Thursday, 15 September 2011

The Reason for The Riots?

Hi

I have had this post going round in my head for weeks and weeks, and I probably won't remember all my many and varied thoughts on the subject now.

What I know is, I did not like all the middle class hypothesizing I heard going on, in the immediate aftermath, and was very glad that I left the country, on 14th August, to go to Ireland for 16 days.

I have heard a lot more sense since I came back though.

Anyway, I believe there are so so so many reasons and they are all valid, but to varying degrees, plus different participants had different reasons.

For some it was just boredom, and copy cat, and being in the wrong crowd. For others it was their way of showing off, and taking action that would feel empowering whilst also having a reward - the loot.

However there are deeper reasons at play here, like an undercurrent, like a backdrop, and to me, a big part of it, is our loss of community.

My parent's generation saw the mother being at home, and people working locally. Adults were part of the community and people knew each other. That has a "policing" effect if you know someone might tell your Mum what you were up to. I ran in front of a car when I was little and my Mum already knew about it before I got home.

Now, Mum and Dad both work, and frequently, they commute to work, and don't work locally. The teenagers roam the streets and have a sense that the streets belong to them. Multi-national, global, uniform companies that make all highstreets look the same don't help with this phenomenon. No surprise that the stories that were the most endearing after the riots, were about the entrepreneurs who had lost businesses or premises. Those shops are the ones that pull at our heart strings and generate local loyalty, but too many of them are already gone.

It's not that long since I had my maternity leave (I went back to work in April), and I got to know my community. I shopped locally, got my hair & beauty done locally, and you know what, because I am part-time, I still do. And, yes, the adults have left town. It's mainly the elderly, Mums, and those out of work, that I bump into. But I have got to know the shop owners in my area, and I would rally round if anything happened to any of them, but (1) that feeling is on the decline (2) shops like that are on the decline, and (3) the multi-national "chain" shops, don't generate the same loyalty from people. No surprise that a lot of the shops that were looted were faceless branded shops selling the products that teenagers like to own anyway.

Our teenagers need us, and more importantly, they need role models. They don't care about our highstreets if we don't. They don't have a sense of loyalty to the community if we don't. They won't stay at home in the evening if we don't even know or acknowledge they're at home. We are chasing our "cat's" tails and the "mice" are playing. No surprise either that it was the Summer holidays when boredom was even more of an issue.

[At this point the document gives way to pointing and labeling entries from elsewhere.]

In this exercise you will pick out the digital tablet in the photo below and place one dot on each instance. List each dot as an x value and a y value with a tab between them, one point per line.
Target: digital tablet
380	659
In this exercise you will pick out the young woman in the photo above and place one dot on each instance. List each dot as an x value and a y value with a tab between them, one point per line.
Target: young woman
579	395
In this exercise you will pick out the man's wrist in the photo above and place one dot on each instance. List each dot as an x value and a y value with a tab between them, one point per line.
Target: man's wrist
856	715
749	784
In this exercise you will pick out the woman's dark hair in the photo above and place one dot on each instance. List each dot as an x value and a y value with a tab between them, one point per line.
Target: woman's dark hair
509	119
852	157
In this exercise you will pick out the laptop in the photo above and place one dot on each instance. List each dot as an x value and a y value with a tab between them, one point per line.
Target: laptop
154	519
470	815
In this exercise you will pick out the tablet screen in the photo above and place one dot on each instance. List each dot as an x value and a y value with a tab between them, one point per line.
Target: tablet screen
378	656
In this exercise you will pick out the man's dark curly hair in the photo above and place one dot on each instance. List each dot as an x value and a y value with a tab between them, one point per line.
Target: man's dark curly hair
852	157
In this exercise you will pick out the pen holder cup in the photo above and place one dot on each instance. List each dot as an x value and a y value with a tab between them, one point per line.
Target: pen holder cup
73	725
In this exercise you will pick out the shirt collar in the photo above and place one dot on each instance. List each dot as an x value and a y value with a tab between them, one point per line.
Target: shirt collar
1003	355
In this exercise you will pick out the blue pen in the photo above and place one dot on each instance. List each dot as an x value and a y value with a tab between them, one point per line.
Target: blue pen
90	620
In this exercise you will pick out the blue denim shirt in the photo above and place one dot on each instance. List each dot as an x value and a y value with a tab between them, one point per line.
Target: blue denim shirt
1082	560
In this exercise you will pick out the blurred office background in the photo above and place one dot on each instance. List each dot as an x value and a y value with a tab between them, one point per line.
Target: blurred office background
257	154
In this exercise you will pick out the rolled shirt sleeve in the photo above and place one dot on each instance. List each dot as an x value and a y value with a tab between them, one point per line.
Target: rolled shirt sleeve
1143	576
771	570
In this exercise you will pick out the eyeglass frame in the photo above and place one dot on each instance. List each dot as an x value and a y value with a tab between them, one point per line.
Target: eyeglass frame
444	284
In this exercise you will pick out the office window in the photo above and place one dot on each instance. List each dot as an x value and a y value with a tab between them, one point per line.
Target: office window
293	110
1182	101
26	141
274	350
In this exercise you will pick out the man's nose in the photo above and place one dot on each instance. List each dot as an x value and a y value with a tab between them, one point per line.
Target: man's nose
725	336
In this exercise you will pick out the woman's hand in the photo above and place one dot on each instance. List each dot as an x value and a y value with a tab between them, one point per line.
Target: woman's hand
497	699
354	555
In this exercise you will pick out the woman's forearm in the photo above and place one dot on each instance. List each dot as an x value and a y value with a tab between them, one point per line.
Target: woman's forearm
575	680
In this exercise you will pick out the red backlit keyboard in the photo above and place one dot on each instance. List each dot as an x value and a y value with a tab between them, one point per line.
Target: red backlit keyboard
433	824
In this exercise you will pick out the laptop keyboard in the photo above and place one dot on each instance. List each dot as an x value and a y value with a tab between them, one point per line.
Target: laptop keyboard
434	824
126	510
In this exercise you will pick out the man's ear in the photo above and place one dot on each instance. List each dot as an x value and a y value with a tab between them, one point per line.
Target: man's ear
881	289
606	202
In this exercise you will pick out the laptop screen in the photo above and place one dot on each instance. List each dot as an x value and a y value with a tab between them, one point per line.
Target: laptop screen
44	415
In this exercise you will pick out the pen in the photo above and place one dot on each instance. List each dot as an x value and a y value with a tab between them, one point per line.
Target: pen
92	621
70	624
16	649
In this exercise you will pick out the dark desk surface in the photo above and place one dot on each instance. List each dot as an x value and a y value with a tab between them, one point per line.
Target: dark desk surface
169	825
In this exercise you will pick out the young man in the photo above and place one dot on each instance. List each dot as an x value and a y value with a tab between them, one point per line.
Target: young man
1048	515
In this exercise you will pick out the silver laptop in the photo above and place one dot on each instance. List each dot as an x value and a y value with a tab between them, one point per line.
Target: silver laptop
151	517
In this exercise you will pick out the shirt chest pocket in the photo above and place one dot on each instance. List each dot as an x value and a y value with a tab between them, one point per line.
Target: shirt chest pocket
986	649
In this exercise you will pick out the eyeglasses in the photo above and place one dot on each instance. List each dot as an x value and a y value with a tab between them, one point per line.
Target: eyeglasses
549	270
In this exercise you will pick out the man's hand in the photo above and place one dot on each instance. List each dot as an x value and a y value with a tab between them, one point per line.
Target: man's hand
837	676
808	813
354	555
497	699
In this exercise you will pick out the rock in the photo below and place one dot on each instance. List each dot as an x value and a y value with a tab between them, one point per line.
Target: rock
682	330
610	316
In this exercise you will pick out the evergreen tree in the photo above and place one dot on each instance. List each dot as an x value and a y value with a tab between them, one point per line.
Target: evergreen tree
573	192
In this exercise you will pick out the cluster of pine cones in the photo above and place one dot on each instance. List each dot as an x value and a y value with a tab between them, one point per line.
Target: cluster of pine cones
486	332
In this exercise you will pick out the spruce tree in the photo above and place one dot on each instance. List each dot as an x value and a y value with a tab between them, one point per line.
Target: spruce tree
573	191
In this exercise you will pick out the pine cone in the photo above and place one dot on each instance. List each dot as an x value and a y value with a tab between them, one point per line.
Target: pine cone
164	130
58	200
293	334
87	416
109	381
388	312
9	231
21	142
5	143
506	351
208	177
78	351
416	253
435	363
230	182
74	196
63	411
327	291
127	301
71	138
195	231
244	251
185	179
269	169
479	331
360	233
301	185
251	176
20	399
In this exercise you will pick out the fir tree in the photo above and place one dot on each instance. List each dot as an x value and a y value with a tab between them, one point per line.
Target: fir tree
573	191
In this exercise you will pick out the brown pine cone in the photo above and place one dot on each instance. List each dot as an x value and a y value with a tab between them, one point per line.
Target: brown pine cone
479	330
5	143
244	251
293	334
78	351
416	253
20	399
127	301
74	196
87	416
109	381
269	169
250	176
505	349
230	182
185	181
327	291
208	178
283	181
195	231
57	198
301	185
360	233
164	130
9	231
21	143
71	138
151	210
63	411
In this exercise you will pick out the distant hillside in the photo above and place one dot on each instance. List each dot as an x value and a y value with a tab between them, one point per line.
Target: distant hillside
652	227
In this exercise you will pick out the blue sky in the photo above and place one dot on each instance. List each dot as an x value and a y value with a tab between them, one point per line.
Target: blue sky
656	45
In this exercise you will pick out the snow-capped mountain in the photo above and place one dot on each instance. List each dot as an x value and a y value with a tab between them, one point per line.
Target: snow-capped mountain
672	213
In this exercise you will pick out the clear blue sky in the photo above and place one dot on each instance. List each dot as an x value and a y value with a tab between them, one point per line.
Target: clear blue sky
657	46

What will these teenagers be like as adults? Anyway they are signalling to us that something needs to be done. We can't carry on like this.

Too many things have changed in one generation:

- Mums working has increaed
- less people go to church
- teenagers get a sense of purpose and direction from gangs instead of from their family and/or their community
- the Police are held to ransom by the media and trying to do the right thing (or in this case the wrong thing)
- credit cards have encouraged a culture where the ownership of no item is off limits

I felt compelled to write about this subject even though I have been putting it off, and I thought Ireland would have put it out of my mind. It effected me deeply, as it was very much on my home turf: I went to Junior School in Tottenham, my in-laws live there, I went to secondary school in Wood Green, my Aunt lives there, and I live in Enfield.... so I am not some middle class yummy mummy writing this from an unaffected area, with my sociology textbook in my hand...

This post doesn't seem to have the depth that my thoughts have had the last few weeks, but maybe I am not in the writing "zone" - I haven't blogged in quite some time so I seem to have lost my muse!